In some ways you could say that Dyson’s ideas were globally ahead of his time; certainly, in Britain, they appear to be ahead of our time. With the availability of modern technology you have to ask where are the DVDs that show us frame-by-frame analysis of the great technicians; where are the event booklets that maybe would encourage coaches to consider events other than their speciality; where is there a film, for instance, of the greatest long jump of all-time, Powell (8.95) versus Lewis (8.91w) in Tokyo in 1991?

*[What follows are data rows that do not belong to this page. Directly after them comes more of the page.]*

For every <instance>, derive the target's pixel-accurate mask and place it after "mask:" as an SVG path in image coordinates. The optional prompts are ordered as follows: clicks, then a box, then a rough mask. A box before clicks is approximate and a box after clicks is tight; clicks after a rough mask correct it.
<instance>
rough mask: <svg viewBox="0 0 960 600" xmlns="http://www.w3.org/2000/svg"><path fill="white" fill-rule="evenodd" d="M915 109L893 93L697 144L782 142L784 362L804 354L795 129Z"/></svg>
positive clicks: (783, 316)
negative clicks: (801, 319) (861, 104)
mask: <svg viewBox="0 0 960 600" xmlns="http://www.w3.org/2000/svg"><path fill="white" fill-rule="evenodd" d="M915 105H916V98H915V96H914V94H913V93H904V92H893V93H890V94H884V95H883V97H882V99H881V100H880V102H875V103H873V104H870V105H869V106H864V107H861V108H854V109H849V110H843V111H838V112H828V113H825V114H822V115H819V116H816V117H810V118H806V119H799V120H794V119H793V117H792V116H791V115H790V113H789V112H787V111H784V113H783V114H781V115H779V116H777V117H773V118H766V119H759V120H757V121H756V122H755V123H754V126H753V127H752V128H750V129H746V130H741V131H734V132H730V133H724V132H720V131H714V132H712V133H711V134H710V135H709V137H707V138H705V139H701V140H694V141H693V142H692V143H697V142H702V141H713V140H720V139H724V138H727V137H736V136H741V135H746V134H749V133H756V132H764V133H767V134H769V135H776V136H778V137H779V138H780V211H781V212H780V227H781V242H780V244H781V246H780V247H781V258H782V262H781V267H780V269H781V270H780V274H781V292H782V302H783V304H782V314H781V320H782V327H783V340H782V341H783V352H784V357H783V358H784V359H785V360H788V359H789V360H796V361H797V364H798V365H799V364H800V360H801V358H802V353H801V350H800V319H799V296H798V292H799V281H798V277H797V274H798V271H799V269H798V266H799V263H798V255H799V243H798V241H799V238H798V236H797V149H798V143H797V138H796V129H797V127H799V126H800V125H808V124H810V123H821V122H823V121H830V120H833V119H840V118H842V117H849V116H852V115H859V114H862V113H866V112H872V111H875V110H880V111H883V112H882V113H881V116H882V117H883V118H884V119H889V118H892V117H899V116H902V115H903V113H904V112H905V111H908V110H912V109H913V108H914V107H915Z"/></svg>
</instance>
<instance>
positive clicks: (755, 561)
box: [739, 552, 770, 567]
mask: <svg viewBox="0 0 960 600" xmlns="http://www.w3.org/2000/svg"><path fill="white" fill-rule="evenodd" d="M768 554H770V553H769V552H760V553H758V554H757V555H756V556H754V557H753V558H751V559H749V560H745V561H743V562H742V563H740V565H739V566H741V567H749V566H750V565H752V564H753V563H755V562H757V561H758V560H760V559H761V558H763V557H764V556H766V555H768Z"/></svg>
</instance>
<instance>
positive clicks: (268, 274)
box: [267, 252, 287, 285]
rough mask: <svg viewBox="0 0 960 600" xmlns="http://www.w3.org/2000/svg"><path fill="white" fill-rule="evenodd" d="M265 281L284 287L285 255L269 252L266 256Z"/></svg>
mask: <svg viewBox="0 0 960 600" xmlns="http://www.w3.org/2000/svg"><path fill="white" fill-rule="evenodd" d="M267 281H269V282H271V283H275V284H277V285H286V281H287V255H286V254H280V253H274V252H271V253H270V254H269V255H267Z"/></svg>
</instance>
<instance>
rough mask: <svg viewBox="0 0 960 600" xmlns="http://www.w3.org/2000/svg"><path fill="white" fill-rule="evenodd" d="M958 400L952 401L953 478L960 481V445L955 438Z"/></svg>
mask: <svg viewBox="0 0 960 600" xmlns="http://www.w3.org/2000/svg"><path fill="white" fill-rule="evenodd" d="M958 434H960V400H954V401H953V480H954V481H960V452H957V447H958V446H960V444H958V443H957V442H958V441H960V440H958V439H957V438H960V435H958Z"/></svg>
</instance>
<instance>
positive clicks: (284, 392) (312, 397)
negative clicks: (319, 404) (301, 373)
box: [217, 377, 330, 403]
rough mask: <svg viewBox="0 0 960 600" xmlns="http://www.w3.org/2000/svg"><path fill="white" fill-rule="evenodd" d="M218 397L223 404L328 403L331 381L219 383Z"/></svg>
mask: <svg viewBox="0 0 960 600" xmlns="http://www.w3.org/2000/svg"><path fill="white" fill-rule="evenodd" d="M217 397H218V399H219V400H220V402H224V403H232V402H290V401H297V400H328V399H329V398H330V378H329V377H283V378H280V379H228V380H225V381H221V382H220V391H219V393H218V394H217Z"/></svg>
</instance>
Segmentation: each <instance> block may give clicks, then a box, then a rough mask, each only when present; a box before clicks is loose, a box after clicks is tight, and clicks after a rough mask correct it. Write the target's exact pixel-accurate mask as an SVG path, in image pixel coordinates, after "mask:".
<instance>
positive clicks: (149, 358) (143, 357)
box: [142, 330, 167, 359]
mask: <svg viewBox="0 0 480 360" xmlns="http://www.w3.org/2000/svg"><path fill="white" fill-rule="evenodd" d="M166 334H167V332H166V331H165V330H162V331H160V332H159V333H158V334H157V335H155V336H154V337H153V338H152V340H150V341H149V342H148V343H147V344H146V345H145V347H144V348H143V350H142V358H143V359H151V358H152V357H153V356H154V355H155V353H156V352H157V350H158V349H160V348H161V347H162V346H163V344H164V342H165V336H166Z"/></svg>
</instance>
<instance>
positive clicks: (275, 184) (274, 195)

In 1975 Dyson rose, at Olympia in Greece, to address the 19th session of the International Olympic Academy. It was almost thirty years since the creation of his coaching scheme in Britain and twelve since he had similarly launched the Royal Canadian Legion’s Sports Training Plan in Ontario. It was mainly a reflective lecture but in it he relevantly said:
“In his study of athletic performance the modern coach stands at the crossroads of several sciences. Thus, to the physiologist, athletic performance is a phenomenon of cells, humours, tissues and nutrient fluids obeying organic laws. The psychologist sees the athlete as a consciousness and a personality, while to the physicist he suggests a machine unique in its organisation, adaptiveness and complexity. To the imaginative coach the borders of these and other specialities are seen to overlap; the techniques of one science become meaningful and illuminating in others.”
2011 sees the 30th anniversary of his untimely death from a heart attack and surely the time would be right to resurrect his place in coaching history as a great genius, pioneer and innovator, the man who applied science to the most complicated sport of all. He has rightly been described as a prophet without honour in his own land.